All that said, there’s a little more I feel I need to talk about. I first shared this comic online on May 1, International Workers’ Day. There were a few reasons for this; for one thing, I’d already taken the day off work to goof around and it felt like a good time to do it. Mostly though, I wanted it to have a connection to the labor movement and the ongoing fight for workers’ rights. Ultimately, it’s a silly comic strip I make to complain about the weird stuff I’ve had to deal with as an office worker, but at its core it’s motivated by a deep resentment of the ways that we are forced to contort ourselves in order to survive under capitalism.

I’m proud of what I’ve made, but given the real significance of this date I feel that just making a post about that would be a mistake. May Day is a symbol of the working class struggle for justice and control over our own lives in a system that aims to grind us down to dust. It has also, historically, been a day for resistance, as it was in 1971 when protestors gathered in Washington DC to rally against the Vietnam War and were met with a brutal police response.
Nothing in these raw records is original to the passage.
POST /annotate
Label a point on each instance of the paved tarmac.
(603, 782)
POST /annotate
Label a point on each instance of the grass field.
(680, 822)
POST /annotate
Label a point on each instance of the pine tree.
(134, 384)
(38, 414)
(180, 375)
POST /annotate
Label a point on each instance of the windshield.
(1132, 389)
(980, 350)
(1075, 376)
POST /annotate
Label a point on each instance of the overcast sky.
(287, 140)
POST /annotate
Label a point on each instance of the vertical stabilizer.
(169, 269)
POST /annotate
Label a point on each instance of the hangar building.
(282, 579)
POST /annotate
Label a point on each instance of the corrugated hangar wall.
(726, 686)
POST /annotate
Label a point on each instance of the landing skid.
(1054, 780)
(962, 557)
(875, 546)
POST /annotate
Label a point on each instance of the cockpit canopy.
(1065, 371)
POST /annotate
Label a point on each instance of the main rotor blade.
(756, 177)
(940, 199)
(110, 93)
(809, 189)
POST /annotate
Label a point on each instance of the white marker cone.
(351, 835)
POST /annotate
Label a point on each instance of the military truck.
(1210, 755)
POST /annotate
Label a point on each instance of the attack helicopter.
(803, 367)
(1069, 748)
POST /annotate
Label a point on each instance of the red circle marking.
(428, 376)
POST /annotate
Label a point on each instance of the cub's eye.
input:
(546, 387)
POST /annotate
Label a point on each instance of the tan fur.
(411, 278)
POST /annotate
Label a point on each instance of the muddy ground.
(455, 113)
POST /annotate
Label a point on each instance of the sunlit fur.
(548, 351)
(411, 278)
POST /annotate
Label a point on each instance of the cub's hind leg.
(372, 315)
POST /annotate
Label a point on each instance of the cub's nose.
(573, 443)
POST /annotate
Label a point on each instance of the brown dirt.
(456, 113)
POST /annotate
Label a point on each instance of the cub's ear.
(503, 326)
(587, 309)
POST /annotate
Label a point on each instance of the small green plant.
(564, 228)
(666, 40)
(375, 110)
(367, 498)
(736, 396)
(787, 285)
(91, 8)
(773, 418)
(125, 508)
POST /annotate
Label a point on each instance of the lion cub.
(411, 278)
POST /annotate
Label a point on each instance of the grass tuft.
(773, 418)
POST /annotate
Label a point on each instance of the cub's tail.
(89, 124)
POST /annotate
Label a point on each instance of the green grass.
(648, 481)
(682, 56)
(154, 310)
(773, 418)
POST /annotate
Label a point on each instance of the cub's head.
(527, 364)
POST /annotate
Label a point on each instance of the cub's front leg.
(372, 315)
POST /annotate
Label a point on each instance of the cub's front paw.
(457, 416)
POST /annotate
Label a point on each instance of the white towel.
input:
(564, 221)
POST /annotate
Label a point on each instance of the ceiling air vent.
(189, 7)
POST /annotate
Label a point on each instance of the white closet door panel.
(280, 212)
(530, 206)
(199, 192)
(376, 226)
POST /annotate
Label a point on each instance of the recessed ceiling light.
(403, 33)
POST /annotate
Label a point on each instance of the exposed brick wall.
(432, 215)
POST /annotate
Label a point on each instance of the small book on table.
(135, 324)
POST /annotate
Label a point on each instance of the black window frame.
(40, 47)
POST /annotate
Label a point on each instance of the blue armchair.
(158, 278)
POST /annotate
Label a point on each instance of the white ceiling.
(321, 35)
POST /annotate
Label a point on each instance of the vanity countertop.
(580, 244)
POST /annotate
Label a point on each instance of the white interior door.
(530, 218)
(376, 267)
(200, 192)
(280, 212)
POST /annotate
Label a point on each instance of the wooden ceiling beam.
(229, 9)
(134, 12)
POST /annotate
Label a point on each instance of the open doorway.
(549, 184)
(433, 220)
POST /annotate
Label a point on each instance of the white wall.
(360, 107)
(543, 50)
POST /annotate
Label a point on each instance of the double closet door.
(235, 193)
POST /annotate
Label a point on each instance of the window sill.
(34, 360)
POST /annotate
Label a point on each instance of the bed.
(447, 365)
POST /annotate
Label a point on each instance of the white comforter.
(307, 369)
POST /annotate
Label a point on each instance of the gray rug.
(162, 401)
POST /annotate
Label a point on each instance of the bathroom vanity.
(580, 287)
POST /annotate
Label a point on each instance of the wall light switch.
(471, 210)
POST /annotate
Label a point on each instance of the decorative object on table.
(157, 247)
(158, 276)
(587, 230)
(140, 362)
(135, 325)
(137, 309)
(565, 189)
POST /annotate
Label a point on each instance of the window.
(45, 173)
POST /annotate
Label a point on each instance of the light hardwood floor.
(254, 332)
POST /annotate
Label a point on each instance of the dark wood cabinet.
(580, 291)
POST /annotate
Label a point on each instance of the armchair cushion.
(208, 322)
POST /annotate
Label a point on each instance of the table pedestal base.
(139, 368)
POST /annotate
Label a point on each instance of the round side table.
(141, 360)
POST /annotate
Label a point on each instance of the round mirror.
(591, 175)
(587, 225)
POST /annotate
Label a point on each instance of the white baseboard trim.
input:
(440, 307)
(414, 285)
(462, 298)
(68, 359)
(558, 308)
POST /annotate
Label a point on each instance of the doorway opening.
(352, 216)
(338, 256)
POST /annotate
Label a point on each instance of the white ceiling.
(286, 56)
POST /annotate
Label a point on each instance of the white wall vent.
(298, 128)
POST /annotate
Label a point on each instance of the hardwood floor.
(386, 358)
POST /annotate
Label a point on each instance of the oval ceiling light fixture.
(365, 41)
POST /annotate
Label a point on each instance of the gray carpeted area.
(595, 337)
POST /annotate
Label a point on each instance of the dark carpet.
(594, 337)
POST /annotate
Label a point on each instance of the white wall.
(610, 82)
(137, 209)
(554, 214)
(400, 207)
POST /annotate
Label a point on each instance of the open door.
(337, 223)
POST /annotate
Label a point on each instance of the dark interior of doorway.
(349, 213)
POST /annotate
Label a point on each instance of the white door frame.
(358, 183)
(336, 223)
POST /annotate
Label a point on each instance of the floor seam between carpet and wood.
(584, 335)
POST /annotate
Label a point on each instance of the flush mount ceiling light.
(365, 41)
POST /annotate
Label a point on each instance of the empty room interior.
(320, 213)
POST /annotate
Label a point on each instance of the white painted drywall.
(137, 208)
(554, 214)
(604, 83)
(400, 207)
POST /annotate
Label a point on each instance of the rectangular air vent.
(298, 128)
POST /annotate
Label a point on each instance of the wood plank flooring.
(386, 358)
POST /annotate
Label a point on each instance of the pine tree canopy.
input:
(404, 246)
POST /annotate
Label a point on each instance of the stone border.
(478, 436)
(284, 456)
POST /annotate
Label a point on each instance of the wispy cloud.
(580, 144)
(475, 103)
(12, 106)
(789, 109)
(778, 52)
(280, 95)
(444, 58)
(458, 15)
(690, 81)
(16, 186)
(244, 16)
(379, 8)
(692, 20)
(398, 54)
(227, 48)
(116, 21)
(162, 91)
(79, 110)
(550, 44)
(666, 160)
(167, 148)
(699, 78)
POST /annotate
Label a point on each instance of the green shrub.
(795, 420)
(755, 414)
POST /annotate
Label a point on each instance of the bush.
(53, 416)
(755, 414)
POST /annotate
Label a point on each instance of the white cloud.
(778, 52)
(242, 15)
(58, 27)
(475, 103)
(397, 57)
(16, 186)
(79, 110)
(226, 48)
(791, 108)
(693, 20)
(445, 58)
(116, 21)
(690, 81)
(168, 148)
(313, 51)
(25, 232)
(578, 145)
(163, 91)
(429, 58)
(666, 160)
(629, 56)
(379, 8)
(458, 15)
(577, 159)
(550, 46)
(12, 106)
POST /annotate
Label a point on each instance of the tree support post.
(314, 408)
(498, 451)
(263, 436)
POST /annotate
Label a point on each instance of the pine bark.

Today, people across the globe are protesting the horrific atrocities being committed against the Palestinian people at the hands of the IDF. As I was writing this last night, the protestors’ encampment at Columbia University was raided with mass-arrests by the NYPD. In an intentional homage to the event in 1971, organizers in the Bay Area are putting on their own May Day protests to show solidarity with the people of Palestine and take a stand for their beliefs. In the face of all that’s happening, I hope that everyone reading can find it in themselves to do the same. If you’re looking for ways to contribute to the cause but for one reason or another are unsure of what you can bring to the table, I’ve found this article by Dr. Devon Price to be a helpful starting point (though as it’s a few months old, I’d recommend double-checking for any information that may be outdated.)

Thank you for reading, and thank you for listening. I’m going to keep making this thing as long as I feel like making it, and I hope you’ll keep reading it as long as you feel like reading it.